Home > Get to Know > 58.2 Teaser: Get to know Bardia Sinaee

Our winter issue 58.2 is out now! Get to know Bardia Sinaee, whose poem “Only the truth” appears in the issue.


Why do you live where you live?

My family and most of my friends are in Toronto. I grew up in nearby Mississauga. There are a lot of other Iranians here and I work with people from all over the world. Many poets live here or pass through.

On the other hand, I don’t know to what extent I’m in Toronto by choice anymore. The cost of living is almost unmanageable, but there are few opportunities for me elsewhere. Sometimes it smells. There aren’t enough public washrooms or accessible spaces, but just up the street there’s a place where I can drop four figures on an “artisan barn door.”

What’s the first story or poem you remember writing, and how does it relate to your current work?

In grade three or so, not long after I’d learned English, I wrote a story called “The Giant Donut.” A giant donut falls out of the sky in a small town. The citizens happily eat some of it, but then it starts to rot, so they push it into the sea.

I don’t know if it relates to my current work in any way. I suppose I was practicing three-act structure, but I don’t know that I’ve used it much since.

What is your favourite cliché? Least favourite?

I like idiomatic expressions that are outrageous on the literal level: throwing the baby out with the bathwater; cutting off your nose to spite your face.
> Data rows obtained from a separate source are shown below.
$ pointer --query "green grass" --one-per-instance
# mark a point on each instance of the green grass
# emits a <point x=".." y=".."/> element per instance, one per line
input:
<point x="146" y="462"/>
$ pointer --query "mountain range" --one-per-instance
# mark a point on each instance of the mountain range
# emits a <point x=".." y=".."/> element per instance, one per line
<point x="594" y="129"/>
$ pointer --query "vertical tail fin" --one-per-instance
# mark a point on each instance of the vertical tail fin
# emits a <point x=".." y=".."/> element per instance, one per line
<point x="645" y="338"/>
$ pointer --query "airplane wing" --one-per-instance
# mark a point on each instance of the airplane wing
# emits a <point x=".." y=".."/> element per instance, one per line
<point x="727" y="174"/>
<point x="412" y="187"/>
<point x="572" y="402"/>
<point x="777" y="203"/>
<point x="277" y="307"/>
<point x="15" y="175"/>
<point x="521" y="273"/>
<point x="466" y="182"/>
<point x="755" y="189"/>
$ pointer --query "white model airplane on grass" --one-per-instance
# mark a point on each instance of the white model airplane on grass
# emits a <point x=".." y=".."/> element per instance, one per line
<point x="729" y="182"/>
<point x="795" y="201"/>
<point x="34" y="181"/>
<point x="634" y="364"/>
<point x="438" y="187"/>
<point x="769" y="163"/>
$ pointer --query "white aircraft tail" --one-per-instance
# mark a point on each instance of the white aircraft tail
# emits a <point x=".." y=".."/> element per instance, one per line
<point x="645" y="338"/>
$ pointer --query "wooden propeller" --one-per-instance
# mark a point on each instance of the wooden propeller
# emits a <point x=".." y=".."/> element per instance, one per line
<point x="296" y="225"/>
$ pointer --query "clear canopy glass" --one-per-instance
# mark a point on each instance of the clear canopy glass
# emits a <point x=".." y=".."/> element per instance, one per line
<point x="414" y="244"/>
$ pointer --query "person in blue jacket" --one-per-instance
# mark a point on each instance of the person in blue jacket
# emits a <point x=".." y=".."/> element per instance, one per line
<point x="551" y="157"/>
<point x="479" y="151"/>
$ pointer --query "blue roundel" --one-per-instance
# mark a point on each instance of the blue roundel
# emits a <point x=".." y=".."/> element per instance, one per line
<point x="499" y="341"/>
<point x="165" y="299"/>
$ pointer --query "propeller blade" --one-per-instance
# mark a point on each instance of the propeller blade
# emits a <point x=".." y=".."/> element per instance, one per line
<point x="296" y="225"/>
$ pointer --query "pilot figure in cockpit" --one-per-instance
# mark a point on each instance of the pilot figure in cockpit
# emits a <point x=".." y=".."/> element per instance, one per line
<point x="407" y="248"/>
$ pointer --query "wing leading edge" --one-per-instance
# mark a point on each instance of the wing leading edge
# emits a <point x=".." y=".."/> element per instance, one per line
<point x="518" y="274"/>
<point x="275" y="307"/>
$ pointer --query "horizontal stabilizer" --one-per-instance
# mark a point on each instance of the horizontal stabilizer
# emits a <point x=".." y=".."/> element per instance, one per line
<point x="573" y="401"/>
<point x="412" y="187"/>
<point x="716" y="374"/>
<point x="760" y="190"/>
I don’t like business clichés involving “disruption” and “innovation” because they’re often used to dress up lazy thinking or outright fraud. See Juicero, Theranos, WeWork, etc.

When do you feel most like yourself?

Sitting around a table with close friends and making increasingly stupid jokes. 

What makes you nostalgic?

Foods I ate as a kid in Iran—Persian breakfast cream, gojesabz with salt, tart black mulberries—have a Proustian effect on me. It’s not impossible to get these foods in Toronto, but I worry that regularly doing so will weaken my brain’s association of them with a time and place I’ve otherwise forgotten. 

Is there a question you wish you were asked more? What is it, and what would your answer be?

No one asks about favourite book titles. Mine is The Double Dream of Spring, which John Ashbery took from the painting by Giorgio de Chirico. Just saying the phrase in my head makes me wistful. A couple of other good ones are Enormous Changes at the Last Minute by Grace Paley and Partial List of People to Bleach by Gary Lutz.

If you weren’t a writer, what would you be?

I almost enrolled in a five-year business degree program when I was seventeen. Close call!

What’s your all-time favourite piece of art, written or otherwise?

There is a work by Paul Klee that only exists in my head. It’s an amalgamation of all the Klee paintings and prints I’ve flipped through and scrolled past and partially forgotten.

Yang Yongliang’s Day of Perpetual Night and Journey to the Dark installations, though I’ve never seen them in person, make me feel impossibly small and gargantuan at the same time.

How can readers find your work/support you?

There are a few copies of my last chapbook, Salamander Festival, available on Etsy. My first trade book, Intruder, will be published by Anansi in Spring 2021; please buy it when it comes out and invite me to read in your city or town.

I’m also available for hire as a freelance editor. I have experience doing developmental edits on poetry, as well as copyediting and proofreading academic and trade manuscripts. And this is not just something I do for money; I really enjoy it. If you need an editor, kindly ask the PRISM folks for my email.


Bardia Sinaee was born in Tehran, Iran and currently lives in Toronto. His poems have appeared in magazines across Canada and in several editions of Best Canadian Poetry in English. His first collection, Intruder, is forthcoming from Anansi in Spring 2021.